For the deeper architectural picture see docs/ARCHITECTURE.md.


Quick start (Docker)

# Clone + boot the full stack (engine + Postgres + Redis + ClamAV)
git clone https://github.com/printwithsynergy/lint-pdf.git
cd lint-pdf
docker compose up -d

# Wait for /ready to return 200
curl http://localhost:8000/ready
# {"status":"ok","database":"connected","redis":"connected"}

The compose stack is a single-node OSS deploy with Celery worker + beat + ClamAV sidecar. For production / HA topology see docs/DEPLOYMENT.md.


Quick start (Python)

# 3.11+ required
pip install lintpdf

# Or pin to a specific git ref:
#   pip install "lintpdf @ git+https://github.com/printwithsynergy/lint-pdf.git@main"

# Minimum env (production refuses to boot without these)
export LINTPDF_SAAS_MODE=false
export LINTPDF_SECRET_KEY=$(openssl rand -hex 32)
export LINTPDF_DATABASE_URL=postgresql://user:pass@localhost/lintpdf
export LINTPDF_REDIS_URL=redis://localhost:6379/0

# Boot the API
uvicorn lintpdf.api.app:create_app --factory --host 0.0.0.0 --port 8000

A complete environment-variable reference and the OSS-mode hard fails (production secret key + CORS wildcard) live in docs/DEPLOYMENT.md.


Submit your first PDF

# 1. Submit
curl -X POST http://localhost:8000/api/v1/jobs \
  -F "file=@artwork.pdf" \
  -F "profile_id=lintpdf-default"
# { "job_id": "job_abc…", "status": "queued" }

# 2. Poll
curl http://localhost:8000/api/v1/jobs/job_abc…
# { "id": "job_abc…", "status": "completed", "verdict": "pass_with_warnings", … }

# 3. One-call snapshot (job + reports + annotations + verdicts)
curl http://localhost:8000/api/v1/jobs/job_abc…/state | jq .
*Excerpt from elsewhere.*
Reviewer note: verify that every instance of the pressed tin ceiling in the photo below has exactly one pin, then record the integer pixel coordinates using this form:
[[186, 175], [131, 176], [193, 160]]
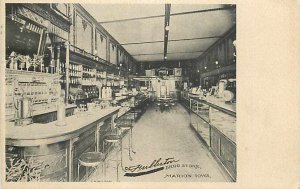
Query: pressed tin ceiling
[[189, 35]]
The OSS engine boots without multi-tenant auth out of the box — see docs/DEPLOYMENT.md#auth-in-oss-mode to wire in your own auth (single-user, OIDC, basic auth, or a custom tenant resolver).


Documentation

Doc Covers
docs/ARCHITECTURE.md Component layout, request flow, the three-scope toggle cascade, snapshots, AI tier model.
docs/DEPLOYMENT.md Self-hosting reference: env vars, services, Docker / Railway / single-node, OSS-mode toggle, security gates, backups.
docs/EXTENDING.md Service overrides (email / entitlements / billing / auth) and analyzer plugin authoring quick reference.
docs/plugin-api.md Full plugin Protocol reference — manifest fields, AnalyzerContext, banned imports, capability providers.
docs/CONTRIBUTING.md Dev environment setup, test conventions, commit / PR style, the engine-purity tripwire.
docs/audit-phase1.md Engineering record of the Phase 1 plugin-protocol refactor (background reading).
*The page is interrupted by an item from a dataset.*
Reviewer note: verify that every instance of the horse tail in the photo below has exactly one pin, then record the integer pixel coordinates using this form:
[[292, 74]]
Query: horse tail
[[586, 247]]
The hosted product's customer-facing docs (workflows, rulesets, brand profiles, integrations) live at lintpdf.com/docs.


Licensing

LintPDF is licensed under the GNU Affero General Public License v3.0 or later (AGPL-3.0+).

What that means in practice:

  • Self-host for any use (commercial or otherwise) — no fee, no per-tenant cap, no notify-us clause. Run it on your own infra and ship reports to your customers.
  • Modifications must be made available under the same AGPL-3.0+ license to anyone who interacts with your modified version including over a network (this is the "A" in AGPL — the network-use trigger). If you patch the engine and run it as a hosted service, your patches are AGPL.
  • Commercial / proprietary use without disclosure — contact Think Neverland LLC about a commercial license. The hosted SaaS at lintpdf.com runs under such a commercial license arrangement with itself; the engine you're reading is the same code, just under different licensing terms when you pay for the hosted / embedded option.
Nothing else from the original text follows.